A Congressional hearing last month on the securitization of life settlements was a mixed bag, people in the settlement industry agree.
The September 24, 2009 hearing discussed securitization of life settlements but concluded with no clear consensus about a need to regulate life settlements. (See Life Settlement Securitizations Pose No Systemic Threat.) The session was conducted by the Subcommittee on Capital Markets, Insurance and Government Sponsored Enterprises of the House Committee on Financial Services.
J. Russel Dorsett, president of the Life Insurance Settlement Association, Orlando, Fla., felt the air go out of the securitization controversy during the hearing, where he testified on behalf of the industry.
"I think by the end of the hearing, the chairman (Rep. Paul E. Kanjorski, D-Pa.) and members of the committee were comfortable that life settlements were not a cause for further action, considering the size of the market and that the potential for systemic risk seemed rather far-fetched," says Dorsett, who is also director of Veris Settlement Partners, Rockville, Md.

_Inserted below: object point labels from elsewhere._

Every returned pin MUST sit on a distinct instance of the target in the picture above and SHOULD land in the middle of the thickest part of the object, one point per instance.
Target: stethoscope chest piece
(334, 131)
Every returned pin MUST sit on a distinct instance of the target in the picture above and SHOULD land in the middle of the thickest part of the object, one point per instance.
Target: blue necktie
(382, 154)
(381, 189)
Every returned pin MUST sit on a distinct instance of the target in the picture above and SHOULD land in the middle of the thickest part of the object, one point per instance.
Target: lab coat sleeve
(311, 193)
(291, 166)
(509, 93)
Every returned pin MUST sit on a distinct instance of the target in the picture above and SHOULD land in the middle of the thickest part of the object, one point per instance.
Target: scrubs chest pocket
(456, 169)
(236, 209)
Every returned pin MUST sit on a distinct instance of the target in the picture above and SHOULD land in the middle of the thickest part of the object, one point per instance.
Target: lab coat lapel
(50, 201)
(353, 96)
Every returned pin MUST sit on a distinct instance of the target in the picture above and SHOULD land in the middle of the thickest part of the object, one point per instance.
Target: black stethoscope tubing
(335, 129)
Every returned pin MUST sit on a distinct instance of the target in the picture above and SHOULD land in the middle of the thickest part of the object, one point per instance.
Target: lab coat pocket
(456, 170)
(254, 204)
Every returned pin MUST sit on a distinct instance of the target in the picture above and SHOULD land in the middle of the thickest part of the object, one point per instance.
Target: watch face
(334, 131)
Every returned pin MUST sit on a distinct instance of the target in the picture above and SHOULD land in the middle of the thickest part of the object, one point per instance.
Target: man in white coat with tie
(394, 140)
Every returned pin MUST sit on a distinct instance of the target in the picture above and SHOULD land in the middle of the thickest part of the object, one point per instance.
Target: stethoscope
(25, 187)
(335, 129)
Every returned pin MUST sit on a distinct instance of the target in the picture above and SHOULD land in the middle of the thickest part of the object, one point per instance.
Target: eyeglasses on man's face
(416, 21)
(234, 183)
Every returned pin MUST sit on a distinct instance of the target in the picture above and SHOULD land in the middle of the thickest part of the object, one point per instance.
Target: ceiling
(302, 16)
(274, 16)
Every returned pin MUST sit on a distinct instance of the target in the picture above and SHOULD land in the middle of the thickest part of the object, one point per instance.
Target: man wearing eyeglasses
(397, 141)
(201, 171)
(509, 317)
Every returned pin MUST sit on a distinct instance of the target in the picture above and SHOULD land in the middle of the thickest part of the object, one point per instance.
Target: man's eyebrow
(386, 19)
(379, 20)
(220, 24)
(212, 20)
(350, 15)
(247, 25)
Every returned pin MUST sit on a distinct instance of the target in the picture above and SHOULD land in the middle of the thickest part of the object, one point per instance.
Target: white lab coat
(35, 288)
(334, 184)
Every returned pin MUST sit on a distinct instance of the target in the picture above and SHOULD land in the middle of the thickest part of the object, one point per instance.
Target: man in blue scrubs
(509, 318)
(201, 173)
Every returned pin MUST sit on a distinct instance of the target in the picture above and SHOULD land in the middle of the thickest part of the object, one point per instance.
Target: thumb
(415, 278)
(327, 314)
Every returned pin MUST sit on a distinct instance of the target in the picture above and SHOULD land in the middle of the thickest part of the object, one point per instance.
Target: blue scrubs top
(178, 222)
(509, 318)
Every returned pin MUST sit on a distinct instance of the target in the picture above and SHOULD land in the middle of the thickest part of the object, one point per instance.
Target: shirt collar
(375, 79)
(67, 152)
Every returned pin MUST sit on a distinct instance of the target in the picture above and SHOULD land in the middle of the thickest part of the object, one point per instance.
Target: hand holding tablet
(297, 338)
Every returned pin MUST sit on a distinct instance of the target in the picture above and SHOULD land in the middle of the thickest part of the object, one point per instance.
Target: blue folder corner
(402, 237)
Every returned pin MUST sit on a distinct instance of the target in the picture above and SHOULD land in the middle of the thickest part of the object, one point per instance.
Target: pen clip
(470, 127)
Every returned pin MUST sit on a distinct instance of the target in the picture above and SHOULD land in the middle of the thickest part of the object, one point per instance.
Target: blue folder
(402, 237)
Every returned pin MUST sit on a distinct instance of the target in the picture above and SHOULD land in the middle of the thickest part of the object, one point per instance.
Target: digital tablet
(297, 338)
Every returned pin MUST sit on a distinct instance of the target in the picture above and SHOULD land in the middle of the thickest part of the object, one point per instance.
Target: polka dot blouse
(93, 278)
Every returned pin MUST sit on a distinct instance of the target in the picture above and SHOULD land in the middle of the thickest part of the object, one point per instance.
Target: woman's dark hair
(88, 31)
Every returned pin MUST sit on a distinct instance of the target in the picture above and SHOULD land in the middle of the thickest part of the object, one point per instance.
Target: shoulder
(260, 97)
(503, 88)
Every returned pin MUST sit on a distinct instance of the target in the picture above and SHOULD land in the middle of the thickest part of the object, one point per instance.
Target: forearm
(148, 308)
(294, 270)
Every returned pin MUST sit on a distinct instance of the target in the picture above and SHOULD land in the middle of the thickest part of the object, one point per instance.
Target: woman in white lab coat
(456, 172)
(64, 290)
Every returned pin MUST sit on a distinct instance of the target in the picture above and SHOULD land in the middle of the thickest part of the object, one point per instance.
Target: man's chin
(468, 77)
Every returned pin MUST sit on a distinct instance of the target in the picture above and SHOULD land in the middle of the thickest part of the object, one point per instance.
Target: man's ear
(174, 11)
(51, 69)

The hearing "did raise the profile of the industry and gave us a chance to tell our side of story," he adds. "Anything that promotes awareness so that legislators and the general public are informed on how settlements really work, that's a good thing."
Dorsett doesn't expect further inquiries into settlements from Congress in the immediate future.
"There had been some indication a similar Senate hearing might take the subject up, but I think as a result of the House hearing, there may be no further effort."
David Mickelson, head of David Mickelson Insurance Services, Oceanside, Cal., labeled the hearings as "a knee-jerk reaction to a New York Times article about life settlements." (See Settlement executives comment on Times article.) That article raised a red flag for potential problems reminiscent of the mortgage-backed securities that created the downfall of the world as we know it, financially speaking," he says.
Mickelson argues that the hearings, along with the article that helped to instigate them, overplayed the idea that securitized settlements carried an underlying risk similar to that of subprime mortgage securities.